The following versions of TaskFlow are currently supported with security updates:
| Version | Supported |
|---|---|
| 1.x.x | ✅ |
| < 1.0 | ❌ |
If you discover a security vulnerability in TaskFlow, please report it responsibly.
- Do not open a public issue for security vulnerabilities.
- Email the maintainer at security@ms33834.dev with details.
- Include steps to reproduce, affected versions, and any suggested fixes.

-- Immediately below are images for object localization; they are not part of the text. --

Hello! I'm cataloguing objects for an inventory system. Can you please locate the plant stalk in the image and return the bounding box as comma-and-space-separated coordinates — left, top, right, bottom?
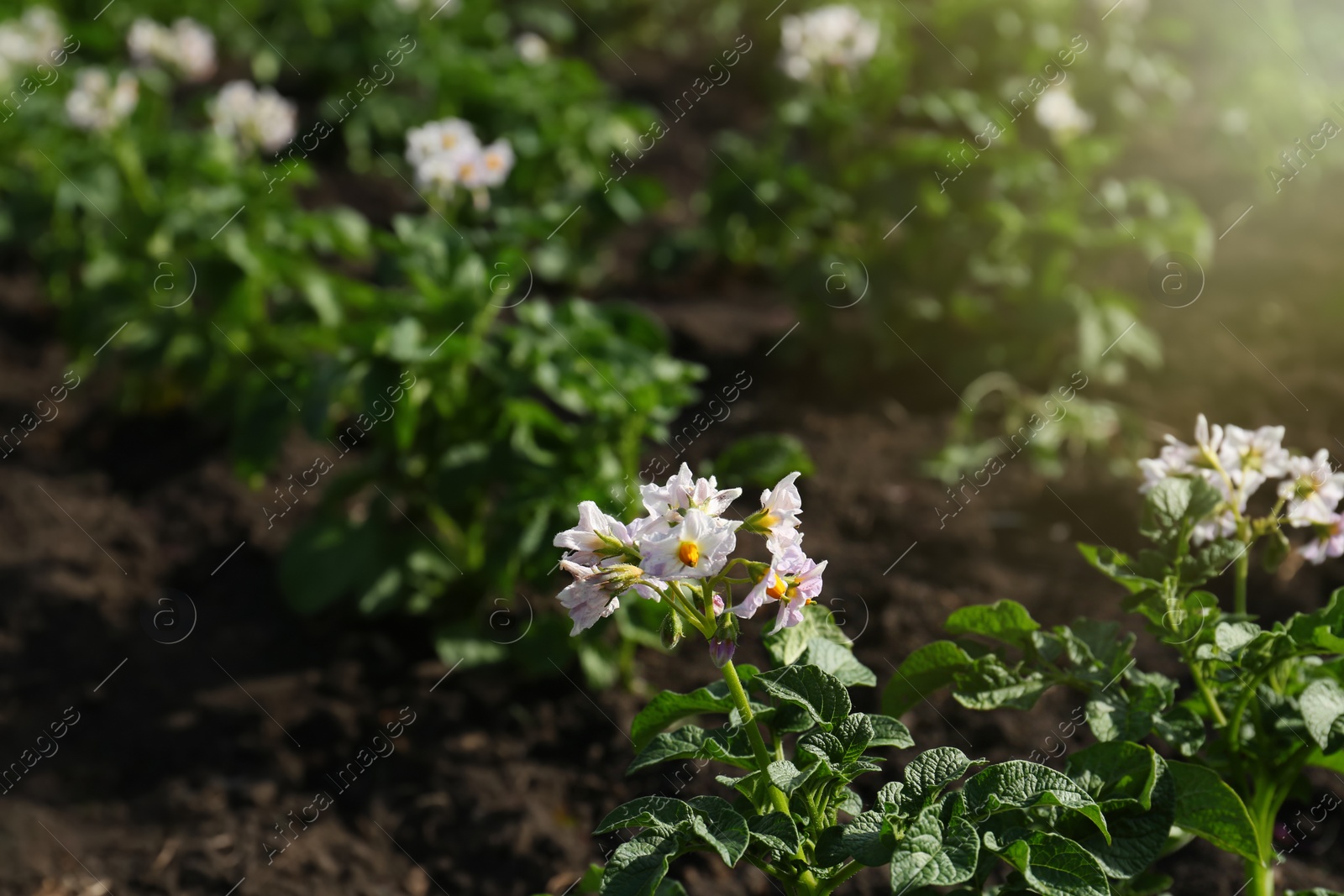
1234, 544, 1252, 614
723, 659, 822, 893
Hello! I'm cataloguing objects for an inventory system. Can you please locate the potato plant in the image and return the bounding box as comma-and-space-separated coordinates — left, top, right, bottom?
883, 415, 1344, 896
0, 3, 699, 658
543, 466, 1181, 896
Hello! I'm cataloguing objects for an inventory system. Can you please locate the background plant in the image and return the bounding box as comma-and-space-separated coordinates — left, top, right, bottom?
883, 417, 1344, 896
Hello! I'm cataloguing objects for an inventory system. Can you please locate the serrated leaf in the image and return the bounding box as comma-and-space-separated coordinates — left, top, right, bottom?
816, 811, 891, 867
766, 759, 822, 795
625, 726, 710, 775
1059, 741, 1176, 880
754, 666, 849, 731
902, 747, 985, 799
748, 811, 801, 856
1214, 622, 1261, 652
1167, 760, 1268, 862
882, 641, 970, 716
891, 807, 979, 893
1087, 685, 1167, 740
833, 712, 872, 766
601, 837, 677, 896
961, 759, 1110, 842
687, 797, 751, 867
869, 712, 916, 750
762, 603, 849, 666
630, 681, 732, 750
953, 652, 1053, 710
999, 831, 1110, 896
1153, 706, 1207, 757
943, 600, 1040, 647
593, 797, 692, 834
802, 638, 878, 688
1299, 679, 1344, 751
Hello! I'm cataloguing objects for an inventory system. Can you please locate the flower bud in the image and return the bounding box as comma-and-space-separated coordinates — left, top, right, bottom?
659, 610, 684, 650
710, 637, 738, 669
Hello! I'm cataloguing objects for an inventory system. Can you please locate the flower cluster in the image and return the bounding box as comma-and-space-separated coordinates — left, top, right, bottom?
555, 464, 827, 665
126, 18, 215, 81
66, 69, 139, 130
406, 118, 513, 204
780, 3, 880, 81
1037, 86, 1093, 139
211, 81, 297, 152
1138, 414, 1344, 563
0, 7, 60, 82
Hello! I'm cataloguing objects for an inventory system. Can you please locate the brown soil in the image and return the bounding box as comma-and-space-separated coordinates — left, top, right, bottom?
0, 241, 1344, 896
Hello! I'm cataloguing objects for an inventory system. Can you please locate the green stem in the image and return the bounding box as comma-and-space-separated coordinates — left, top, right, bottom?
723, 659, 817, 893
1185, 657, 1227, 728
1234, 544, 1252, 614
817, 858, 863, 896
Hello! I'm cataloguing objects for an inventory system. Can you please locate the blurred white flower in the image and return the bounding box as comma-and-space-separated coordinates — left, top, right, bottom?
0, 7, 62, 79
513, 31, 551, 65
126, 16, 215, 81
1218, 425, 1289, 497
780, 3, 880, 81
1299, 513, 1344, 564
66, 69, 139, 130
211, 81, 298, 152
1278, 448, 1344, 527
1037, 86, 1093, 137
406, 118, 513, 197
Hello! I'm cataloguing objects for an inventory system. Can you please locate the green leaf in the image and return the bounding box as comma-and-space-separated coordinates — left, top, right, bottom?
903, 747, 985, 800
762, 603, 849, 666
1214, 622, 1261, 652
748, 811, 800, 856
766, 759, 822, 795
891, 806, 979, 893
687, 797, 751, 867
1284, 589, 1344, 652
630, 681, 732, 750
753, 666, 849, 731
1060, 741, 1176, 880
816, 811, 891, 867
1087, 685, 1167, 740
833, 712, 872, 766
961, 759, 1110, 842
953, 652, 1053, 710
1153, 706, 1205, 757
943, 600, 1040, 647
869, 713, 916, 750
882, 641, 970, 716
985, 831, 1110, 896
602, 837, 677, 896
801, 629, 878, 688
1167, 760, 1268, 862
593, 797, 692, 834
714, 432, 816, 489
1299, 679, 1344, 752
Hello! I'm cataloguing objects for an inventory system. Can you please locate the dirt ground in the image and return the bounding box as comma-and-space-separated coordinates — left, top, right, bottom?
8, 174, 1344, 896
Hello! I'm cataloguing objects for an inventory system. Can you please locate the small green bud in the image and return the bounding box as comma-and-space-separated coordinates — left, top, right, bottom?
659, 610, 685, 650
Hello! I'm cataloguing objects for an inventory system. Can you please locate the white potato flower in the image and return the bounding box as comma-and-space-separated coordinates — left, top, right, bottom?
1037, 85, 1093, 137
513, 31, 551, 65
66, 69, 139, 130
126, 16, 217, 81
211, 81, 298, 152
780, 4, 880, 81
406, 118, 513, 197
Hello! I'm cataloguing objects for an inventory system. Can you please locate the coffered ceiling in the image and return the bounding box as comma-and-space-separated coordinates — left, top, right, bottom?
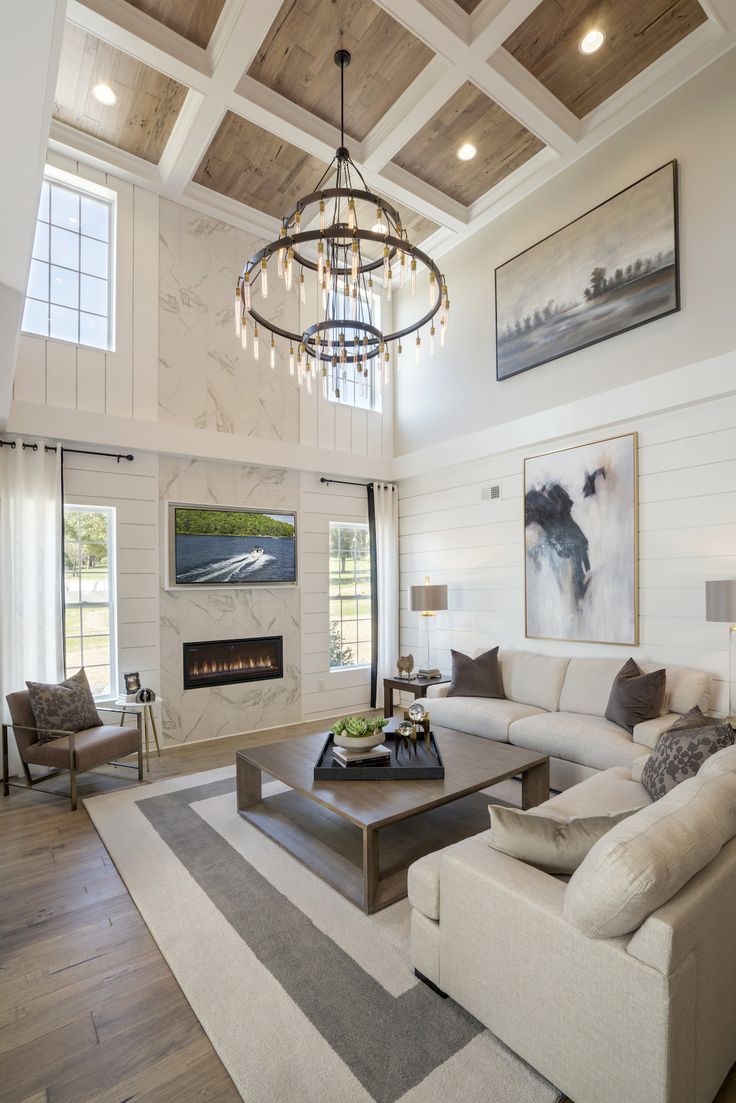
50, 0, 736, 256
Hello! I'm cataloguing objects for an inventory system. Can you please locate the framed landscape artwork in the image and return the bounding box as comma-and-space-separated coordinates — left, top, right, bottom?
524, 432, 639, 645
495, 161, 680, 379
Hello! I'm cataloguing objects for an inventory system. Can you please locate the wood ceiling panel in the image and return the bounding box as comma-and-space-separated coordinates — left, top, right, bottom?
504, 0, 706, 118
122, 0, 225, 50
248, 0, 434, 141
394, 81, 543, 205
194, 111, 327, 218
53, 23, 186, 163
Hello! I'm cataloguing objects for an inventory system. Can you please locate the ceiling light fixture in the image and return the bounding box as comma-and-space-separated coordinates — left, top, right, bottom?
92, 83, 118, 107
457, 141, 478, 161
235, 50, 450, 399
578, 30, 606, 54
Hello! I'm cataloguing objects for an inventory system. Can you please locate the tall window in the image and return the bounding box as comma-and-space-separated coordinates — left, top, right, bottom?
23, 179, 115, 349
328, 292, 381, 410
64, 505, 117, 697
330, 522, 371, 670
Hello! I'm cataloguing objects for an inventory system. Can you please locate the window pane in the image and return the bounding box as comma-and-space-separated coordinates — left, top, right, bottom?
49, 306, 79, 341
49, 265, 79, 308
51, 185, 79, 232
81, 237, 107, 279
29, 222, 49, 262
51, 226, 79, 270
28, 260, 49, 302
79, 313, 109, 349
79, 276, 107, 314
82, 195, 110, 242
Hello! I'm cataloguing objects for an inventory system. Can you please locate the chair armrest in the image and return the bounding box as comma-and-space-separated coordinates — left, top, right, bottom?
631, 713, 680, 749
427, 684, 450, 699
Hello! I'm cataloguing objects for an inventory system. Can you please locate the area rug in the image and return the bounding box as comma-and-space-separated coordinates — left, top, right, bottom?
85, 767, 562, 1103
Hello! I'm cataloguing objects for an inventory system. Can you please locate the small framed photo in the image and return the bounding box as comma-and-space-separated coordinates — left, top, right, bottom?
122, 671, 140, 694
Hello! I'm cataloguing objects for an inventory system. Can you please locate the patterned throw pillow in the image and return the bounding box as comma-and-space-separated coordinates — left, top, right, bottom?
25, 666, 103, 743
641, 705, 734, 801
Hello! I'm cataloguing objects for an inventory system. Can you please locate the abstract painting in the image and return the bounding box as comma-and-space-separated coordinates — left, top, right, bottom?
495, 161, 680, 379
524, 432, 639, 645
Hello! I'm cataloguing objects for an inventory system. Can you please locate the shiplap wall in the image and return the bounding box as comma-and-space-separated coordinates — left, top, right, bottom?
64, 446, 161, 693
13, 152, 159, 421
399, 396, 736, 713
299, 474, 371, 720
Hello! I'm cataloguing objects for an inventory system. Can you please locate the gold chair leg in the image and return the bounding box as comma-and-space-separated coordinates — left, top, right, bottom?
2, 724, 10, 796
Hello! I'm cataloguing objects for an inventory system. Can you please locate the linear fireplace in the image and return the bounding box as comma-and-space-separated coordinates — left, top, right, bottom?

We aim to respond within 7 days and release a patch within 30 days for confirmed vulnerabilities.
TaskFlow follows these security practices:
- Local-first architecture with optional end-to-end encrypted synchronization.
- SQLite database encrypted at rest using SQLCipher.
- Sensitive settings protected by user-defined lock methods.
- Automated secret scanning via gitleaks in CI.
- Dependency review and OSSF Scorecard monitoring enabled.
- Property-based fuzz testing with Hypothesis (see docs/fuzzing.md).
- All changes require PR review before merge.
TaskFlow has completed two rounds of security audits (TF-001019 and TF2-001017), totaling 36 findings. The unified status of all findings is tracked in docs/security/SECURITY_TRACKER.md, which serves as the single source of truth.
Once a fix is released, we will publish a security advisory and credit the reporter unless they prefer to remain anonymous.